Architecture#
Barecat stores millions of small files in a way that allows fast random access by path. This page explains why the format exists, how the pieces fit together, and the design choices that make it work.
The problem#
Barecat is designed to address the use case of storing millions of small files (e.g., images for deep learning training) that need to be read randomly (but are typically just written once). Storing them as individual files has problems in practice:
Transfer overhead: Copying 10 million files to a cluster (or back) is painfully slow. Each file is a separate metadata operation. Rsync, scp, and friends spend more time on bookkeeping than actual data transfer. A single archive file transfers at full disk/network speed.
File count quotas: Compute clusters often limit how many files a user can have. 10 million images can exceed the quota even if the total size is small.
Network filesystem overhead: Loading many small files from NFS, GPFS, or Lustre hammers the metadata servers. Each
open()is a round-trip. Training jobs that load random images become bottlenecked on metadata, not data.
Traditional archives (tar, zip) solve the space problem but create a new one: no random access. To read the millionth file in a tar, one must scan through the first 999,999. Zip has a central directory, but it is at the end of the file, and the file data is still scattered.
The solution: index + blobs#
Barecat separates metadata from data:
SQLite index: An SQLite database stores the path, size, location, and checksum of every file. SQLite gives us O(1) lookups by path (via B-tree) and we don’t have to load the index fully into memory.
Shard files: The actual file data is concatenated into large “shard” files. Each file’s bytes sit at a specific offset in a specific shard. No headers, no padding, just raw bytes back to back. This is very easy to produce with other tools as well, including custom oneoff scripts.
To read a file:
1. Query the index: SELECT shard, offset, size FROM files WHERE path = ?
2. Seek to offset in the shard file
3. Read size bytes
This is O(1) in the number of files. The index query is a B-tree lookup. The shard read is a single seek plus a sequential read.
Why SQLite?#
SQLite is an unusual choice for an archive format. Most formats use custom binary structures. But SQLite brings compelling advantages:
No custom parser: The format is self-describing. Any SQLite client can read it. No version skew, no parsing bugs.
Indexes for free: B-tree indexes give O(log n) lookups. Adding a new index (say, by modification time) is one
CREATE INDEXstatement.Transactions: Adding files can be be atomic. A crash mid-write leaves the database consistent.
Tooling: The index can be inspected with any SQLite browser. Run ad-hoc queries. Export to CSV. Debug without special tools.

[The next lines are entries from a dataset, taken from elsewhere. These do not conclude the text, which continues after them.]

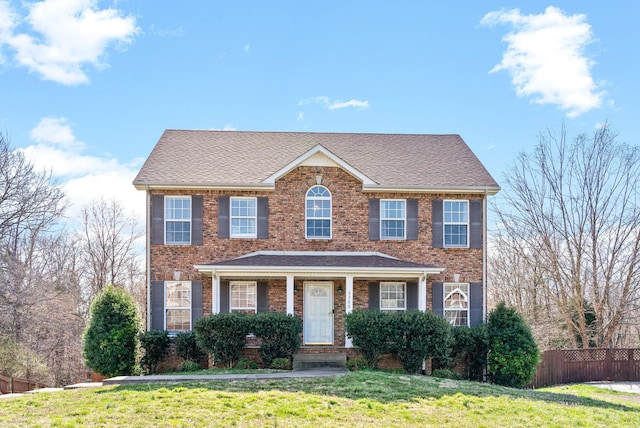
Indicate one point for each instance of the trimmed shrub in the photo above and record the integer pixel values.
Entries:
(111, 338)
(280, 364)
(371, 332)
(155, 344)
(187, 346)
(470, 347)
(189, 366)
(514, 354)
(223, 336)
(419, 336)
(246, 363)
(355, 364)
(279, 334)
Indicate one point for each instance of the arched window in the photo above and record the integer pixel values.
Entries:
(318, 213)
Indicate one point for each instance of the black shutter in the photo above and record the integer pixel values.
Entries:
(157, 219)
(196, 219)
(196, 302)
(437, 240)
(223, 216)
(476, 303)
(437, 293)
(224, 297)
(374, 296)
(475, 220)
(413, 296)
(262, 297)
(157, 305)
(263, 217)
(412, 219)
(374, 219)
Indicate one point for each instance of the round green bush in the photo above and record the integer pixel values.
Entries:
(513, 352)
(111, 338)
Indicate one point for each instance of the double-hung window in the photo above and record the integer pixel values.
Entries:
(393, 296)
(243, 217)
(456, 304)
(393, 219)
(318, 213)
(177, 215)
(243, 296)
(456, 223)
(177, 306)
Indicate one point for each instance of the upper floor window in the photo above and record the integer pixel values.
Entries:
(177, 306)
(177, 215)
(393, 296)
(392, 218)
(243, 217)
(456, 223)
(318, 213)
(243, 295)
(456, 304)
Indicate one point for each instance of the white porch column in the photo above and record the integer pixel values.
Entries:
(422, 293)
(289, 294)
(215, 294)
(348, 305)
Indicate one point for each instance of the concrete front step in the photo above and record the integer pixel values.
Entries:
(308, 361)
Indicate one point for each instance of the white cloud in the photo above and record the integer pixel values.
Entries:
(545, 58)
(351, 103)
(334, 105)
(64, 37)
(84, 178)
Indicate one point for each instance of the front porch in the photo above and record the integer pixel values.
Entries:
(320, 288)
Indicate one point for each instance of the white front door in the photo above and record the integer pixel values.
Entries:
(318, 313)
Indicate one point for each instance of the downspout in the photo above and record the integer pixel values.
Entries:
(148, 257)
(484, 258)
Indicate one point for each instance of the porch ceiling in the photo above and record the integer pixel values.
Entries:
(319, 263)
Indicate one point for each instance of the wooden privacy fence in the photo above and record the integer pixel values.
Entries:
(17, 385)
(585, 365)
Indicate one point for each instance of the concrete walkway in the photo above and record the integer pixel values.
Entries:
(132, 380)
(306, 373)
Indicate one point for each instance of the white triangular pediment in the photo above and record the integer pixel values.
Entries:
(319, 156)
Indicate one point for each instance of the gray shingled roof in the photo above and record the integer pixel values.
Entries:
(240, 158)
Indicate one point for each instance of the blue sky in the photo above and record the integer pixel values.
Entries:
(88, 87)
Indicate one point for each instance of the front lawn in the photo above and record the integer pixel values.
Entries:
(354, 399)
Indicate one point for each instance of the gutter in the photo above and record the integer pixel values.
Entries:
(148, 258)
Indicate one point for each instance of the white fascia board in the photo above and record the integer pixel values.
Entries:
(316, 253)
(419, 189)
(318, 149)
(206, 186)
(315, 271)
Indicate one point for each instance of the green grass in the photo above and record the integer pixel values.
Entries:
(355, 399)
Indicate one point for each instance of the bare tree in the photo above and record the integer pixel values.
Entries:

The downside is size. SQLite has overhead per row (rowid, B-tree nodes, page alignment). But compared to filesystem metadata and the flexibility gained, this is acceptable.
Why shards?#
A single monolithic data file would work, but shards help in practice:
Disk space limits: There might not be 10 TB free on a single filesystem. Shards can live on different disks or be moved independently.
Incremental transfer: Moving a 10 TB archive between clusters is easier in 100 GB chunks. Transfer a few shards, verify, continue later. Resume after interruptions without starting over.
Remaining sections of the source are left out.